How to Do a Data Science Project
Simple Data Science Project: Titanic Survival Analysis Step-by-Step
This beginner-friendly Data Science project walks you through the process of analyzing the Titanic dataset to uncover patterns in passenger survival. We'll clean, visualize, and interpret the data using Python, pandas, seaborn, and matplotlib.
Tools Required: Python, Jupyter Notebook or VS Code, pandas, seaborn, matplotlib.
Step 1: Import Required Libraries
import pandas as pd
import matplotlib.pyplot as plt
import seaborn as sns
Step 2: Load the Titanic Dataset
You can use the dataset from Kaggle or seaborn's built-in Titanic data:
df = sns.load_dataset("titanic")
df.head()
Step 3: Understand the Data
Explore the dataset structure:
df.info()
df.describe()
Check for missing values:
df.isnull().sum()
Step 4: Clean the Data
Drop irrelevant columns and fill or remove missing values:
# Drop 'deck' due to many missing values
df = df.drop(columns=['deck'])
# Fill 'age' with median
df['age'].fillna(df['age'].median(), inplace=True)
# Drop rows with missing 'embarked'
df.dropna(subset=['embarked'], inplace=True)
Step 5: Data Visualization
Visualize survival by gender:
sns.countplot(x='sex', hue='survived', data=df)
plt.title("Survival Count by Gender")
plt.show()
Visualize survival by class:
sns.countplot(x='pclass', hue='survived', data=df)
plt.title("Survival Count by Passenger Class")
plt.show()
Step 6: Analyze the Findings
- Women had a higher chance of survival.
- First-class passengers survived more often than third-class.
- Younger passengers (children) had better survival rates.
Step 7: Conclusion
We successfully performed data cleaning, visualization, and basic analysis on the Titanic dataset.
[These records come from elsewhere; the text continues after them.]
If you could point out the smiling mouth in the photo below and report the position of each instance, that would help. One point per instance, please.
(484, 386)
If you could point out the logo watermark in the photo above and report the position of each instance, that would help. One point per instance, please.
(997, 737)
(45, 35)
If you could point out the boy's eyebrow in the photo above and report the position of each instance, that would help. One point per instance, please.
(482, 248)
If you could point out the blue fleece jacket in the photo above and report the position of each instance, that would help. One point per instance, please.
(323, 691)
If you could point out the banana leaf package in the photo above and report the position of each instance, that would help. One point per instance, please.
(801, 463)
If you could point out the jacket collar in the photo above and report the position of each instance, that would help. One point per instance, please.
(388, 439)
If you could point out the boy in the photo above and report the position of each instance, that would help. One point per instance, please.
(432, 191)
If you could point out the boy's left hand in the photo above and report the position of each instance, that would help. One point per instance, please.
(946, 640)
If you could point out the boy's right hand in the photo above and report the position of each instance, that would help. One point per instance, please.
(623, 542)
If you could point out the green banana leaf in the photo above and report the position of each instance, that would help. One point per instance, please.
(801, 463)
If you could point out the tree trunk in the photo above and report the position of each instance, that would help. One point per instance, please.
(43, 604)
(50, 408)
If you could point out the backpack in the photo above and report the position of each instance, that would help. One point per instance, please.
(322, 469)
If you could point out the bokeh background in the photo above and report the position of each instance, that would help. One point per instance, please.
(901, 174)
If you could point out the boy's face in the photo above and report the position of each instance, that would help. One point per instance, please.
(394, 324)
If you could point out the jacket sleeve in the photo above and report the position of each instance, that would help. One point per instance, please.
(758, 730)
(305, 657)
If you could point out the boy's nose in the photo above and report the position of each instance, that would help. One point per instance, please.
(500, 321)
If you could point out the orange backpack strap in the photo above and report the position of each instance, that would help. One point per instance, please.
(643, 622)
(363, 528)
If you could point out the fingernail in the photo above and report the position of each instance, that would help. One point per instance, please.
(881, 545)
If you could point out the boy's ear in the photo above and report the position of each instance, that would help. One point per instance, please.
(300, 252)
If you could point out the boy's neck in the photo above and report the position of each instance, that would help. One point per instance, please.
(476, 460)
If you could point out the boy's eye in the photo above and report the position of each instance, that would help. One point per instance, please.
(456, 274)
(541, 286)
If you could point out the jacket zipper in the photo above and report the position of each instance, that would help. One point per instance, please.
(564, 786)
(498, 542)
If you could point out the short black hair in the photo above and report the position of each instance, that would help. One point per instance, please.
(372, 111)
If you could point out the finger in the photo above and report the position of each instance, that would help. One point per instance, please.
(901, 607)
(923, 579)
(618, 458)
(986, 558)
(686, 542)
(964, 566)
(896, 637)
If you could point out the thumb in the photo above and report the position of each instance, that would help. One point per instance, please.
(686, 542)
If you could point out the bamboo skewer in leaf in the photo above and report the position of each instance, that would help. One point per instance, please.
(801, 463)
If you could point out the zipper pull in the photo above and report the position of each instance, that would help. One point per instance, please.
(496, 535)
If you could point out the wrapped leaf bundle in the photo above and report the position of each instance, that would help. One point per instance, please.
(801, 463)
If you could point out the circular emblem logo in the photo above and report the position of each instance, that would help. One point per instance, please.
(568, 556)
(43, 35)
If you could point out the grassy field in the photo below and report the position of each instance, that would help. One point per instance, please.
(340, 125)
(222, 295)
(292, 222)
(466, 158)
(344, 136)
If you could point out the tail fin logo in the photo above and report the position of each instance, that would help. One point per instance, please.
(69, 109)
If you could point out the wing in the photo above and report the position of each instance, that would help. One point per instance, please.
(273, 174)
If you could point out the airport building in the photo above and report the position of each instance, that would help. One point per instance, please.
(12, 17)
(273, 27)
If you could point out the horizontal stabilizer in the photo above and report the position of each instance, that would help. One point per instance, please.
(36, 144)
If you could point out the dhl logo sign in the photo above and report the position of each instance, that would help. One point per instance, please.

This project helps develop core data science skills such as EDA (Exploratory Data Analysis), handling missing values, and plotting insights.
What's Next?
- Try predictive modeling (e.g., Logistic Regression) using
scikit-learn
. - Explore other datasets like Iris, Wine Quality, or Movie Ratings.
- Upload your project to GitHub and share with others!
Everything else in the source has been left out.